The fall of a couple continued
The EURUSD started in the week in the Asian session to the downside, with the pair moving below the July 21 low of 1.17512, and trading at the lowest level since April 1 (4+ month low). The low for 2021 entered 1.17035 and that still remains a key disadvantage target for the pair.
During the descent, the pair moved below the swing lows from the 20th to the 23rd of July between 1.17512 and 1.17566. The low, however, could only reach 1.17416, before rebounding above the July lows and rebounding close to the 1.17512 level. The daytime high has reached 1.17684 so far, but has lagged behind. The current price is at 1.1757.

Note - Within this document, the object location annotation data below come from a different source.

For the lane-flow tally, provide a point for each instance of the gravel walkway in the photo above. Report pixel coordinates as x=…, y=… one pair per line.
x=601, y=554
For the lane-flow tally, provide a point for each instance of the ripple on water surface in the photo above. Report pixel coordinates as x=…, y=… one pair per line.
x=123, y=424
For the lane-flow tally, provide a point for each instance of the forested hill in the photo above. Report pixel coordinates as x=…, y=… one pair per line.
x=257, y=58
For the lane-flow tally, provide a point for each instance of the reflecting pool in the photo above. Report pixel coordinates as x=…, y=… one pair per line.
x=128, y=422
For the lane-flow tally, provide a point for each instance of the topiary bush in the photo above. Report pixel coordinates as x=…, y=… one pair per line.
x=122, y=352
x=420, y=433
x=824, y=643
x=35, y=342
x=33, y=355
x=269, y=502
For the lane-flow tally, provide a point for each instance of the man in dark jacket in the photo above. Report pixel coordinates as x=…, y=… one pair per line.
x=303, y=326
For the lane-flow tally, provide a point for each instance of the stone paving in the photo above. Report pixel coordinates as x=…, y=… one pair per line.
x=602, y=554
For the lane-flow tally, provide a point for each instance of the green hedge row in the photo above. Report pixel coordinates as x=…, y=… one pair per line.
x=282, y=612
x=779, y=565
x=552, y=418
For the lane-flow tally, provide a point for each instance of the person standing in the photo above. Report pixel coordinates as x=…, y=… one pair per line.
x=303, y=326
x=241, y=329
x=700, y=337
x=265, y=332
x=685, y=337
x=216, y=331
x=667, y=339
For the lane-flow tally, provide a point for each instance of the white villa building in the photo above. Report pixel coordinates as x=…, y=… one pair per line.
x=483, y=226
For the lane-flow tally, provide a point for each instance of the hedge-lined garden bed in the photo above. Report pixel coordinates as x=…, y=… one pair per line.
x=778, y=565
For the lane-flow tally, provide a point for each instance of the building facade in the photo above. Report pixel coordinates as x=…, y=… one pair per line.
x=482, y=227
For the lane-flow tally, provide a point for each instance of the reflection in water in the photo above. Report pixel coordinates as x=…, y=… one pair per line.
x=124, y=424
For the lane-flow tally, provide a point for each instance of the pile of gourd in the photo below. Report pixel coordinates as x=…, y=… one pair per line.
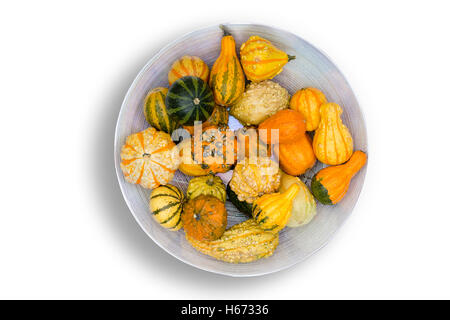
x=272, y=197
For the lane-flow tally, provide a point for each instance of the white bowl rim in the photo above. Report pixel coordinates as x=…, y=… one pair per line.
x=119, y=171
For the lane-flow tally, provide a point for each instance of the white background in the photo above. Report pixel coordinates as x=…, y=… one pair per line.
x=65, y=231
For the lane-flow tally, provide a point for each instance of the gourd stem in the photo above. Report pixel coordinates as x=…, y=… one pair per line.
x=225, y=31
x=291, y=192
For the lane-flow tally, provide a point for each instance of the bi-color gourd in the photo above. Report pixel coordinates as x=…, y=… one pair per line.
x=303, y=206
x=254, y=177
x=149, y=158
x=204, y=218
x=272, y=211
x=307, y=101
x=242, y=243
x=330, y=184
x=188, y=66
x=227, y=79
x=333, y=143
x=206, y=185
x=166, y=204
x=261, y=60
x=189, y=99
x=155, y=111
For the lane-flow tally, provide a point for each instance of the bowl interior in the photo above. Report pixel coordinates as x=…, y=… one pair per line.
x=311, y=68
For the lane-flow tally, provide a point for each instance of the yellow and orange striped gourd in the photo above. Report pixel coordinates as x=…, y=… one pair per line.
x=333, y=143
x=261, y=60
x=227, y=79
x=330, y=184
x=272, y=211
x=307, y=101
x=149, y=158
x=188, y=66
x=155, y=111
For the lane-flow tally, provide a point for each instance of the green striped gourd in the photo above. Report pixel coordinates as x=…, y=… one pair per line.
x=189, y=99
x=155, y=111
x=166, y=204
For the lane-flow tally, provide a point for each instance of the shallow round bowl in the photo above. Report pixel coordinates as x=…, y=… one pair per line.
x=311, y=68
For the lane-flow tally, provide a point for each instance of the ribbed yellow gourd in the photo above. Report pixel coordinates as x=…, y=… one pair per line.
x=261, y=60
x=227, y=79
x=303, y=206
x=242, y=243
x=307, y=101
x=272, y=211
x=333, y=143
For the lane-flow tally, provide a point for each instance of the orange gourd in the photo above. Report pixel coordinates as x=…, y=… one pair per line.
x=330, y=184
x=290, y=125
x=307, y=101
x=296, y=157
x=188, y=66
x=149, y=158
x=333, y=143
x=204, y=218
x=227, y=79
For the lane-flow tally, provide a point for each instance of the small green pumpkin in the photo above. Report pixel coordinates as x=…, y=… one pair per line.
x=189, y=99
x=155, y=111
x=242, y=206
x=166, y=204
x=209, y=185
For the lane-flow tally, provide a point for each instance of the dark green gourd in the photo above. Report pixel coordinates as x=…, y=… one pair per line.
x=189, y=99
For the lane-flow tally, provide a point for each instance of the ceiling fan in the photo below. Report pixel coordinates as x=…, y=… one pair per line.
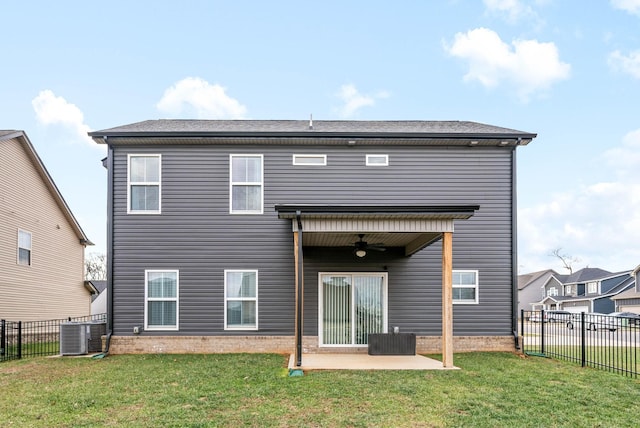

Drilling to the 5-minute chart below, the move down after the jobs report took the price of a high at 1.1807. The correction of the lows today at 1.17416 has now seen the price reach to test the 38.2% of the move lower at 1.17669. The 50% midpoint of the move lower is at 1.17748. That area (between 38.2% -50% of that lower trend) is an obstacle for soaking buyers, but also a fair area to sell for willing sellers. Stay down, keep the pressure on the downside at the dominant vendors.
Also important now is the 100/200 bar MA on the 5-minute chart. The MAs sideways indicated a more balanced market. The price has traded above and below the moving average over the last seven or eight hours as buyers and sellers oppose it. The last two hours have seen the price hold against the moving average of 100-bar (at 1.17594). Pay attention to that level and the slightly lower 200-bar MA (at 1.1757), to give some daytime bias indices. Since it holds, buyers would want that to continue. If not, this could lead to a new rotation to the downside and sellers regain control of a day-to-day basis.